Other off-roading opportunities included an exploration of California's Anza Borrego state park where we had numerous occasions to exercise the Touareg's low-range gears and locking differentials. When the trail conditions turned nasty, low range could be selected and the center and rear diffs could be locked all at the turn of a few center console-mounted knobs.

The Touareg's interior features a center stack with a sea of buttons that operate the radio, HVAC, and nav system. Although some of us felt these buttons confused rather then helped, most considered them a suitable addition to one of the most stylish and trendsetting interiors in this segment. The integration of wood, metal, and premium plastics adds up to the perfect example of what a luxury SUV's interior should look like. Unfortunately, some of the interior plastics (particularly around the door grabs) began to lose their rubberized finish, resulting in replacement under warranty.

Whereas other recent Sport/Utility of the Year winners have featured groundbreaking methods for collapsing their second-row seats, the Touareg's second row features the old-school, flip-and-fold method that at times was almost impossible to complete without breaking a sweat. It also requires the headrests to be removed before folding. Volkswagen could take a look at Volvo and Land Rover here.

The Touareg's on-road grip is impressive for an SUV of this size and capability, but that roadholding comes at a price, as we learned when the tires on our Touareg needed replacing at 14,000 miles.

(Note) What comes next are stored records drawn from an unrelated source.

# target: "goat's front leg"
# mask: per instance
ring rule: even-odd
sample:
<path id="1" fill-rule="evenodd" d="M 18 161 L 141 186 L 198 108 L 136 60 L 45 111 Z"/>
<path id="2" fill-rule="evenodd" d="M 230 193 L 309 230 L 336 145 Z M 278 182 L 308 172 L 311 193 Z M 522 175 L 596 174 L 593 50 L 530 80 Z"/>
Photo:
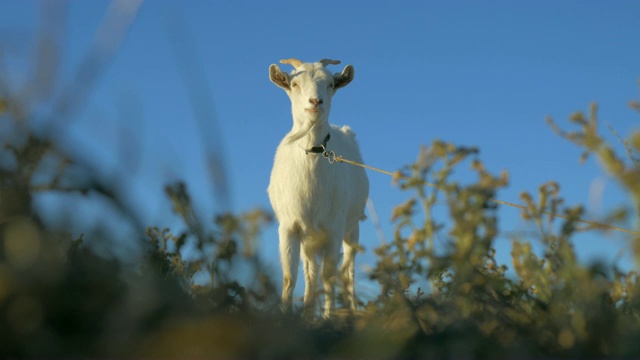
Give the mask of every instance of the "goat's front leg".
<path id="1" fill-rule="evenodd" d="M 280 262 L 282 263 L 282 311 L 291 312 L 293 290 L 298 279 L 300 264 L 300 235 L 292 227 L 280 224 Z"/>
<path id="2" fill-rule="evenodd" d="M 347 233 L 342 242 L 343 255 L 340 273 L 342 275 L 344 289 L 344 303 L 351 308 L 351 311 L 356 311 L 358 308 L 355 288 L 355 264 L 356 253 L 358 252 L 359 230 L 359 226 L 356 224 L 356 226 Z"/>

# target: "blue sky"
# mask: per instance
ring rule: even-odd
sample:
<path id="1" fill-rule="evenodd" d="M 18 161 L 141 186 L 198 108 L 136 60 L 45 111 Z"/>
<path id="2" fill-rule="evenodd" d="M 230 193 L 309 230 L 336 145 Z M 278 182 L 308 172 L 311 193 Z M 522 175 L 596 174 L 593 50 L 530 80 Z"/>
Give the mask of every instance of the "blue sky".
<path id="1" fill-rule="evenodd" d="M 68 3 L 61 85 L 88 51 L 108 4 Z M 17 89 L 30 75 L 40 3 L 12 0 L 3 8 L 0 49 Z M 185 67 L 171 40 L 171 24 L 180 19 L 197 55 L 187 67 L 210 89 L 210 97 L 201 93 L 200 110 L 214 116 L 204 126 L 194 115 L 181 77 Z M 625 0 L 148 1 L 64 131 L 65 141 L 105 173 L 125 179 L 124 191 L 149 224 L 175 221 L 162 188 L 177 179 L 189 185 L 202 218 L 225 208 L 210 186 L 207 149 L 223 154 L 227 208 L 270 209 L 271 163 L 292 119 L 268 67 L 289 57 L 334 58 L 342 60 L 334 71 L 353 64 L 356 75 L 336 94 L 330 121 L 352 127 L 368 164 L 399 169 L 435 139 L 477 146 L 490 171 L 510 174 L 501 200 L 516 202 L 522 191 L 536 193 L 540 184 L 556 180 L 567 203 L 586 204 L 587 217 L 597 219 L 627 199 L 595 161 L 579 164 L 580 151 L 556 136 L 545 118 L 566 128 L 571 113 L 596 101 L 605 133 L 604 122 L 621 134 L 637 128 L 638 114 L 627 103 L 639 94 L 638 34 L 640 3 Z M 123 140 L 123 133 L 133 135 Z M 135 168 L 133 157 L 118 151 L 123 141 L 138 149 Z M 391 236 L 392 209 L 410 194 L 386 175 L 369 178 L 370 197 Z M 594 190 L 602 186 L 602 192 Z M 49 199 L 42 206 L 61 205 Z M 92 207 L 85 208 L 80 216 L 90 221 Z M 509 236 L 528 226 L 518 210 L 505 208 L 500 228 L 499 259 L 510 266 Z M 625 245 L 622 239 L 585 234 L 575 244 L 582 259 L 611 261 Z M 379 241 L 371 222 L 364 222 L 367 252 L 358 268 L 373 265 L 371 249 Z M 275 224 L 263 234 L 261 249 L 279 276 Z"/>

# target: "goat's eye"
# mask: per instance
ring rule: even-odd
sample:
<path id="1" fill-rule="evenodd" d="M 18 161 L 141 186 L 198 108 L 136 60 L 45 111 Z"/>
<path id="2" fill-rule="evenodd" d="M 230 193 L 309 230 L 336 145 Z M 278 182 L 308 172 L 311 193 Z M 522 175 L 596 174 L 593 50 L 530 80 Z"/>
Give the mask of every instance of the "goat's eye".
<path id="1" fill-rule="evenodd" d="M 329 84 L 329 86 L 327 86 L 329 89 L 333 89 L 333 84 Z"/>
<path id="2" fill-rule="evenodd" d="M 292 87 L 298 87 L 298 83 L 291 84 Z"/>

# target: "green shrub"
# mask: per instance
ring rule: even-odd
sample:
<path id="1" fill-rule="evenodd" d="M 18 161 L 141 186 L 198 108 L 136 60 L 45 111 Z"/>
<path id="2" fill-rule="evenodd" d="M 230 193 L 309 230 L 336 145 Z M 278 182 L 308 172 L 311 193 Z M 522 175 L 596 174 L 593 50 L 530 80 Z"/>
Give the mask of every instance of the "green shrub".
<path id="1" fill-rule="evenodd" d="M 558 184 L 521 197 L 542 252 L 533 251 L 532 239 L 513 238 L 514 275 L 496 261 L 494 199 L 508 176 L 485 169 L 477 149 L 436 141 L 396 173 L 411 197 L 393 212 L 392 241 L 373 249 L 369 276 L 379 294 L 360 299 L 355 314 L 309 321 L 279 312 L 274 274 L 255 251 L 268 213 L 201 223 L 186 186 L 176 182 L 166 194 L 183 230 L 145 228 L 113 183 L 59 150 L 55 137 L 25 126 L 30 112 L 13 95 L 0 93 L 0 121 L 9 124 L 0 136 L 0 356 L 640 355 L 639 276 L 577 261 L 573 239 L 584 230 L 583 209 L 565 206 Z M 631 106 L 640 110 L 638 102 Z M 584 159 L 597 157 L 633 201 L 634 211 L 610 219 L 637 219 L 640 131 L 624 140 L 620 155 L 600 135 L 595 105 L 570 120 L 577 130 L 549 122 Z M 472 175 L 461 183 L 452 174 L 466 166 Z M 70 167 L 90 181 L 70 185 Z M 99 195 L 134 224 L 128 241 L 144 246 L 144 256 L 110 258 L 87 246 L 85 235 L 61 231 L 64 224 L 45 226 L 33 205 L 41 192 Z M 446 219 L 434 217 L 436 204 L 444 204 Z M 90 240 L 116 243 L 115 233 L 93 232 Z M 633 233 L 636 261 L 639 244 Z M 183 256 L 187 245 L 194 256 Z"/>

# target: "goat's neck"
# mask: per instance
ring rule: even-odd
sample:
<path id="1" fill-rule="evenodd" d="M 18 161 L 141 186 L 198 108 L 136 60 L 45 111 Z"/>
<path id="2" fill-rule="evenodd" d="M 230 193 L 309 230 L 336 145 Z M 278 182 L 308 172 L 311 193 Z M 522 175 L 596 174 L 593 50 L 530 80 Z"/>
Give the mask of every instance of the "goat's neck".
<path id="1" fill-rule="evenodd" d="M 300 125 L 294 125 L 292 132 L 295 133 L 300 129 Z M 314 146 L 320 146 L 324 143 L 327 134 L 331 126 L 329 125 L 328 117 L 320 118 L 317 120 L 316 125 L 314 125 L 302 138 L 300 138 L 296 143 L 303 149 L 310 149 Z"/>

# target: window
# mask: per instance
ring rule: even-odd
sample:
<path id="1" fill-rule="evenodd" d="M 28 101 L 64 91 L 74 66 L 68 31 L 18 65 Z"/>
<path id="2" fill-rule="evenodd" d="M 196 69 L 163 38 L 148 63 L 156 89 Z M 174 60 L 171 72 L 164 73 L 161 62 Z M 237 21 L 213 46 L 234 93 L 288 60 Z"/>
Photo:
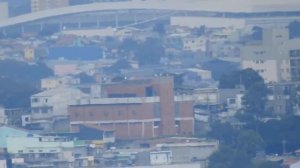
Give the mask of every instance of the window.
<path id="1" fill-rule="evenodd" d="M 229 99 L 229 104 L 235 104 L 236 100 L 235 99 Z"/>
<path id="2" fill-rule="evenodd" d="M 38 98 L 33 98 L 33 99 L 31 100 L 31 102 L 32 102 L 32 103 L 37 103 L 37 102 L 39 102 L 39 99 L 38 99 Z"/>
<path id="3" fill-rule="evenodd" d="M 48 113 L 48 107 L 43 107 L 42 109 L 41 109 L 41 111 L 42 111 L 42 113 Z"/>
<path id="4" fill-rule="evenodd" d="M 153 123 L 154 128 L 159 127 L 159 125 L 160 125 L 160 121 L 154 121 L 154 123 Z"/>
<path id="5" fill-rule="evenodd" d="M 153 88 L 152 87 L 146 87 L 146 97 L 153 96 Z"/>
<path id="6" fill-rule="evenodd" d="M 154 103 L 154 111 L 153 111 L 153 116 L 155 118 L 160 118 L 160 104 L 159 103 Z"/>
<path id="7" fill-rule="evenodd" d="M 175 117 L 180 117 L 180 105 L 178 102 L 175 103 Z"/>
<path id="8" fill-rule="evenodd" d="M 31 111 L 32 111 L 32 113 L 39 113 L 40 112 L 40 110 L 38 108 L 33 108 L 33 109 L 31 109 Z"/>
<path id="9" fill-rule="evenodd" d="M 176 126 L 176 127 L 180 127 L 180 121 L 179 121 L 179 120 L 176 120 L 176 121 L 175 121 L 175 126 Z"/>
<path id="10" fill-rule="evenodd" d="M 133 116 L 136 116 L 136 111 L 132 111 L 132 115 L 133 115 Z"/>
<path id="11" fill-rule="evenodd" d="M 93 112 L 89 112 L 90 117 L 94 117 L 94 113 Z"/>
<path id="12" fill-rule="evenodd" d="M 300 50 L 290 50 L 290 57 L 300 57 Z"/>

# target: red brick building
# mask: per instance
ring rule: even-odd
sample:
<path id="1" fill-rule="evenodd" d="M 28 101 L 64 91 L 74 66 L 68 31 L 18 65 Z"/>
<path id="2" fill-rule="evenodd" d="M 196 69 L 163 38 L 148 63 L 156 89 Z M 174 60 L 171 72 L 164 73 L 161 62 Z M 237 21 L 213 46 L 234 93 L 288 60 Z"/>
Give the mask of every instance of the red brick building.
<path id="1" fill-rule="evenodd" d="M 102 86 L 102 97 L 69 107 L 71 129 L 113 130 L 117 139 L 193 135 L 193 101 L 174 96 L 171 77 Z"/>

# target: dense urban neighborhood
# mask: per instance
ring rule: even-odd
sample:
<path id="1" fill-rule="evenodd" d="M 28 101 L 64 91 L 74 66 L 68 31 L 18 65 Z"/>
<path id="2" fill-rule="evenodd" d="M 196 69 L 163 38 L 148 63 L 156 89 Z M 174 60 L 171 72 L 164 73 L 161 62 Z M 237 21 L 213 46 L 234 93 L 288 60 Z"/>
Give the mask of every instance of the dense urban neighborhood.
<path id="1" fill-rule="evenodd" d="M 300 168 L 300 3 L 228 1 L 0 0 L 0 168 Z"/>

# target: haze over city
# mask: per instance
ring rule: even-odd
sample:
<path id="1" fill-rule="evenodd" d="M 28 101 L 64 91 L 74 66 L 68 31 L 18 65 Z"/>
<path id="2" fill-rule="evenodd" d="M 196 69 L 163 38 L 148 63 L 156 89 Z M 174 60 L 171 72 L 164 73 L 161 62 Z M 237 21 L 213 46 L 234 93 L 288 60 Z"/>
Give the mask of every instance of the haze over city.
<path id="1" fill-rule="evenodd" d="M 300 168 L 299 0 L 0 11 L 0 168 Z"/>

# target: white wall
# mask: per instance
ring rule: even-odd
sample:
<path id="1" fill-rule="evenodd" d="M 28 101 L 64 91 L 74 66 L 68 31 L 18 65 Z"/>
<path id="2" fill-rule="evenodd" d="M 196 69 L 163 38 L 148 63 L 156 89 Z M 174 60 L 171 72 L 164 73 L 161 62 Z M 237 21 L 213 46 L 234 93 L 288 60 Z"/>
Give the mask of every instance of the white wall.
<path id="1" fill-rule="evenodd" d="M 251 68 L 259 73 L 265 82 L 279 82 L 279 72 L 276 60 L 243 60 L 242 68 Z"/>
<path id="2" fill-rule="evenodd" d="M 8 18 L 8 3 L 0 2 L 0 21 L 6 20 Z"/>
<path id="3" fill-rule="evenodd" d="M 1 168 L 7 168 L 7 167 L 6 167 L 6 161 L 5 161 L 5 160 L 0 160 L 0 167 L 1 167 Z"/>
<path id="4" fill-rule="evenodd" d="M 151 165 L 163 165 L 171 163 L 171 152 L 160 151 L 150 153 L 150 164 Z"/>
<path id="5" fill-rule="evenodd" d="M 300 161 L 292 164 L 290 168 L 300 168 Z"/>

Volkswagen deserves applause for delivering an SUV that can just as easily climb a slippery rocky slope as it can make record time to and from the outlet malls, looking good inside and out while doing it. As with most heavy trucks this size, agility and gas mileage aren't strong points. On the whole, though, this was a good, hard-working year for VW's first-ever sport/utility, and we're certain the second generation will address our issues.